1/2 konnyaku yam cake (145 g in photo)

For broth
2 tbsp dashi
1 tbsp soy sauce
1 tbsp sake + mirin (equal parts)
1/2-1 taka no tsume red chili pepper (sliced)


Slice konnyaku 7-8 mm thick.

Form tazuna “reins” (cut the center of each slice, take one end, put it through the hole, and gently pull).


Bring 600-700cc water to boil, put konnyaku, and boil for 1-2 minutes.
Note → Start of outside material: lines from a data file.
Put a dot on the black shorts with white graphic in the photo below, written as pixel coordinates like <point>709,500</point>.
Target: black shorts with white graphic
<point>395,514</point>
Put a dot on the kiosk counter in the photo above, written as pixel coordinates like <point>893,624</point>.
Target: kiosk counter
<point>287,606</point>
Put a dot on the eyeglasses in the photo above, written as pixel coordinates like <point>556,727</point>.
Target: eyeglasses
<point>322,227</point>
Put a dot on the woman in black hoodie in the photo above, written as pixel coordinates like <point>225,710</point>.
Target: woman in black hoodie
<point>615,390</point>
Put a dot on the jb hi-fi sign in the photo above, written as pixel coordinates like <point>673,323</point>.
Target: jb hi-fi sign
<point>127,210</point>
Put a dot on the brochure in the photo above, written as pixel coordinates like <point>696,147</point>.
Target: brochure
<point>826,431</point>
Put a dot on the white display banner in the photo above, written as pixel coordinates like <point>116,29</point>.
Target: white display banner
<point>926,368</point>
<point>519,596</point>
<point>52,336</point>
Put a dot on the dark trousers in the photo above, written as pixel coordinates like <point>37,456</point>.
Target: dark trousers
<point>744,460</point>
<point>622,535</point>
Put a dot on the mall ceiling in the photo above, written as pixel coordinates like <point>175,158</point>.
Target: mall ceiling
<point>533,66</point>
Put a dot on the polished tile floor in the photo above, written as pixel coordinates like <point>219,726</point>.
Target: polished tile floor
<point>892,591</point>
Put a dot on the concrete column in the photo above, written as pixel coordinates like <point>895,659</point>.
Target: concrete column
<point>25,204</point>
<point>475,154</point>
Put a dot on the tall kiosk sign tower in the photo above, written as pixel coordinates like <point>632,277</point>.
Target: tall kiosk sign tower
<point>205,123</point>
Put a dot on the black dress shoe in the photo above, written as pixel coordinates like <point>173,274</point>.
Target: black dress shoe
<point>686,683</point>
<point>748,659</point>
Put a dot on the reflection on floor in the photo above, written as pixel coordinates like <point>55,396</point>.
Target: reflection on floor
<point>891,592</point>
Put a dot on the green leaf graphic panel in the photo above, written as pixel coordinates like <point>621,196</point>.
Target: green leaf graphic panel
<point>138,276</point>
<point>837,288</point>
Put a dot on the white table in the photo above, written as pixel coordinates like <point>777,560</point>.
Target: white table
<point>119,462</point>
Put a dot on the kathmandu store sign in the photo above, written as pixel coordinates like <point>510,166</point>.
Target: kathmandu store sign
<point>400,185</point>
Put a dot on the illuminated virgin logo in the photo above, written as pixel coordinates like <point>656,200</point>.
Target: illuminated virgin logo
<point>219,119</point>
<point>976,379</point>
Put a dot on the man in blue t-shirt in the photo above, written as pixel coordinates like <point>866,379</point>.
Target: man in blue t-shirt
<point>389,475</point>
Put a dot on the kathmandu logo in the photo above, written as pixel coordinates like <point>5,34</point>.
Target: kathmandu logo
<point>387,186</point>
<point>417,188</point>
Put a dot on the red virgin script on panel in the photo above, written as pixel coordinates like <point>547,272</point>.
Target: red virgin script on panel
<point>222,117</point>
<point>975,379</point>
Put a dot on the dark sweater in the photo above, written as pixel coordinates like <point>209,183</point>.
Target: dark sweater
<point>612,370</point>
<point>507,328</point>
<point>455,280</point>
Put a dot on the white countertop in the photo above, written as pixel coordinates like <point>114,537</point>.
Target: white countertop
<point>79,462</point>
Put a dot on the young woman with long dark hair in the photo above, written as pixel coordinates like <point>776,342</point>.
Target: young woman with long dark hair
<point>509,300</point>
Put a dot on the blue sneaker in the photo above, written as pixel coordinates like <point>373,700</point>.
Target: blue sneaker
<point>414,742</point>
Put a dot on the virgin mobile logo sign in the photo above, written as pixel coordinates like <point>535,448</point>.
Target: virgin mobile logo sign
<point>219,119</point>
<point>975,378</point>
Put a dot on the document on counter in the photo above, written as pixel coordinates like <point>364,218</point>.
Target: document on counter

Thickly sliced pieces in particular tend to lose their rein form unless you hold them together, so carefully put individual pieces into boiling water.


In a small pot, put all ingredients for broth and heat.

Add konnyaku, bring to boil, and cook on medium heat until liquid is almost gone.
Flip konnyaku from time to time for even flavoring.

  • Tastes good hot or cold.
  • Because of the thickness of konnyaku pieces, most flavor stays on the surface and the inside is relatively bland, which prevents the dish from being overpowered by the saltiness of soy sauce.
  • Taka no tsume can be quite spicy. If you would rather not add anything spicy, try a small amount of bonito flakes (small pieces, instead of hanakatsuo large pieces). Add them at the very end, and mix. Alternatively, serve konnyaku and top with a small amount of bonito flakes.
  • If mirin is not at hand, a small amount (approx. 1/4 tsp) of brown sugar should work. 
  • Seasonings for lower-sodium version: instead of 1 tbsp soy sauce above, use 2 + 1/2 tsp soy sauce and 1/4 tsp rice vinegar. The sodium content (1/2 recipe) would be 201 mg with 50% reduced-sodium soy sauce and 393 mg with regular soy sauce.